The media is the fifth column of the war, because the truth of war is that the first victim is the truth; deception is half the planning for a battle, and the offense always starts with an advantage, even if it is no surprise when it comes. Timing is also part of strategy. A well-planned military stategy is about layering in elements that are needed when they are needed. So far, the american campaign does appear to be going on time. It was always planned as a 'rolling' campaign and it did face a deadline to start -- before the season of sandstorms was over. It should be no surprise that after a week, the coalition needs 100,000 more men inside Iraq, their mission is to use as much force is neccessary, measuring out that force to remove the regime and at the same time keep the inevitable civilian casualties to a minimum.

It's the media that ropogated the myth that this war would be the secnd Six Day War in Middle East history. Sure the Pentagon contrinued to that view: Awe and Shock as Sun Tze taught, is a great way to intimidate the enemy in one great swoop. But the media, operating on the 24 hour news cycle ever since the teletype machine began to automate news distribuition, insist on something new every minute, has no patience for anything complex because it only has a few minutes at most at a time to say what it knows.

The media loves the Galahad supply ship, the first sign of the humanitarian aid arriving at the end of the first week of fighting; it was the knight in pale blue armor, judging from the pictures appearing right now on CNN over my shoulder. Christian Amanpour sidled along with it for the camera as it was pulled into place at the Umm Qasar docks.

The aid is important because it's about feeding hungry people who are scared shitless of Saddam and dont't trust the Americans. Remember, not only did the U.S. betray the Shiites a decade ago, but generations of Iraqis have been educated in schools that taught the main point of the American war in Vietnam was to 'destroy the village to save it.' And victims make good copy, especially civilian casualties of war.

Right now, the press is only able to second guess the coalition, and because the media wants clarity, its reporting of the war has been so poor, precisely because it got into bed, sorry, was embedded in the forces, so it provides at best a kind of surrealistically cubist view of the events.

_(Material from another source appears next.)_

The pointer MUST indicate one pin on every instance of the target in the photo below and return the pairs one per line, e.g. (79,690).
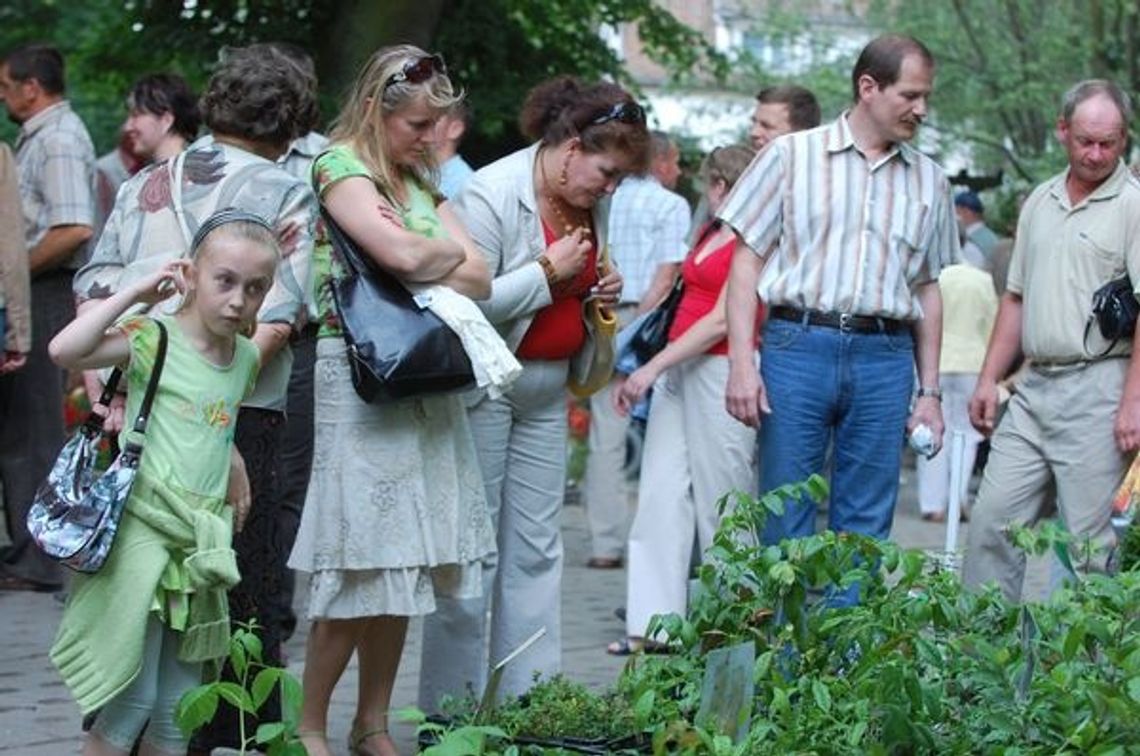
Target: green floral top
(418,216)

And more than that, the media wants events to prove it right -- and hates the fog of war, when it can't say anything more than it isn't really sure of what's happening on the battlefield and doesn't have the intelligence sources the military controls.

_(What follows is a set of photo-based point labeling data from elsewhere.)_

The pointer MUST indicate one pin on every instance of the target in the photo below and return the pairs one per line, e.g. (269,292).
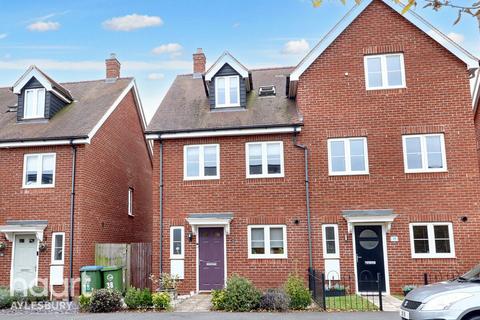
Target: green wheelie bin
(90,279)
(113,278)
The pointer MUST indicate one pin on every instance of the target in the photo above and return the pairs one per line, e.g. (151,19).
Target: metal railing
(338,292)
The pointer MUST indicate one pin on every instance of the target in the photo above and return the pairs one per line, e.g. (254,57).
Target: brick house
(74,162)
(374,119)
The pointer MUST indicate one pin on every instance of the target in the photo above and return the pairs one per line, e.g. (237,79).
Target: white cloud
(296,47)
(91,65)
(457,37)
(174,49)
(132,22)
(42,26)
(156,76)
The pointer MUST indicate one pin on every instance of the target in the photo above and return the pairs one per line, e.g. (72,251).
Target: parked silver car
(458,299)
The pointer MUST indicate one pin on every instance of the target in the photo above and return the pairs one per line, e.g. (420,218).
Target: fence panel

A freely reporting newsperson is nearly impossible to find in Iraq. There are a lot of differences between the Iraqi watchers and the American watchers, but the basic difference is the Americans won't shoot the reporter -- and it's more likely the American spokesman will tell the truth as he knows it rather than deliberately lie. Some do, of course. But remember, deception is part of war and as far as America is concerned, it has been at war since 9/11/2001

Now that the war has begun in earnest, it should not be made to cease until Saddam Hussein resigns.